Умывшись и приведя себя в порядок, я спустилась вниз. В гостиной был накрыт завтрак, и от Саши, помогавшей прислуге, я узнала, что полиция уже прибыла и теперь работает в парке. Также Саша сообщила, что тело Алексея Гребнева обнаружили-таки с рассветом. Он был, как я и предполагала, мертв. Застрелен.
Подумав, я решила пройтись и поискать место преступления. Дочь управляющего сказала, что все считают Гребнева самоубийцей, но я в этом сомневалась и теперь хотела поговорить со Штольманом. Не думаю, что он будет рад моему присутствию, но, надеюсь, хотя бы выслушает.
Я припозднилась с подъемом, и все гости, позавтракав, устроились уже на веранде. Только Семенова не хватало и Трегубова. Но полицмейстер, полагаю, находился на месте преступления, а вот учитель мог быть где угодно. Впрочем, возможно, что он тоже проспал. Все мы вчера поздно легли, и при этом устали и замерзли.

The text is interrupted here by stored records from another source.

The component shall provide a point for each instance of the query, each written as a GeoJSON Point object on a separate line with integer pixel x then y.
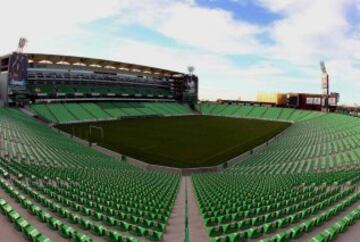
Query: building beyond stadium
{"type": "Point", "coordinates": [36, 78]}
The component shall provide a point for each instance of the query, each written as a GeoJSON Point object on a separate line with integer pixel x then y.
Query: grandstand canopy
{"type": "Point", "coordinates": [38, 58]}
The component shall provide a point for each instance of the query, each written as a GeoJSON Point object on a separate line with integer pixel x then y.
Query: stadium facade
{"type": "Point", "coordinates": [44, 78]}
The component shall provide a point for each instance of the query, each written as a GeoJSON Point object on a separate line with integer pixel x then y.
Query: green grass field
{"type": "Point", "coordinates": [191, 141]}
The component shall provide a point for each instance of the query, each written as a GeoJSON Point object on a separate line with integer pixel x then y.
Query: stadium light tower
{"type": "Point", "coordinates": [21, 45]}
{"type": "Point", "coordinates": [325, 87]}
{"type": "Point", "coordinates": [191, 70]}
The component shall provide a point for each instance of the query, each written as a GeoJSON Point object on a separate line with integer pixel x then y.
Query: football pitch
{"type": "Point", "coordinates": [186, 141]}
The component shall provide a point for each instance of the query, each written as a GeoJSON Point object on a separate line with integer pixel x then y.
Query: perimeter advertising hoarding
{"type": "Point", "coordinates": [17, 71]}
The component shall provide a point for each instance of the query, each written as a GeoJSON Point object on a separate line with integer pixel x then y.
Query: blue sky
{"type": "Point", "coordinates": [238, 47]}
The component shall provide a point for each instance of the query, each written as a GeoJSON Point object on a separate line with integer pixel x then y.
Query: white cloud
{"type": "Point", "coordinates": [44, 22]}
{"type": "Point", "coordinates": [214, 30]}
{"type": "Point", "coordinates": [308, 32]}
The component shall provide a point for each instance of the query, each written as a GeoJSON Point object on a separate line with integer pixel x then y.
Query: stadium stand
{"type": "Point", "coordinates": [240, 110]}
{"type": "Point", "coordinates": [61, 113]}
{"type": "Point", "coordinates": [299, 182]}
{"type": "Point", "coordinates": [78, 192]}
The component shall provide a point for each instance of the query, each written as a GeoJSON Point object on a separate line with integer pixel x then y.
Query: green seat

Не было, разумеется, и Полонской. Я спросила Тропинина, как она чувствует себя, полностью осознавая нелепость данного вопроса. Ну, как может чувствовать себя женщина, только что потерявшая сына? Должно быть, Тропинин понял, о чем я, потому что лишь поблагодарил за участие и сообщил, что Елена Николавна предпочитает оставаться у себя покамест. Мне показалось неправильным, что в такую минуту несчастную женщину оставили в одиночестве, но вряд ли Полонская приняла бы мою помощь. Навязываться же лишь чтобы проявить участие, казалось мне неуместным. Лучше я попытаюсь помочь полиции, там от меня будет больше толку.
У двери веранды стоял городовой, отвечавший за то, чтобы гости не разбредались. Но мне довольно быстро удалось убедить его выпустить меня. В конце концов, я не подозреваемая. В момент выстрела я была на веранде, и это многие видели. Выйдя в парк, я прислушалась, пытаясь понять, куда мне идти. Надо было, разумеется, у городового спросить, но я, занятая убеждениями, об этом не подумала. Определив, как мне показалось, верное направление, я побрела по парку в поисках людей, но довольно быстро поняла, что ошиблась. Тогда я сменила направление, но и там никого не оказалось. Странно, куда же все подевались? Мне казалось, я слышала тут голоса.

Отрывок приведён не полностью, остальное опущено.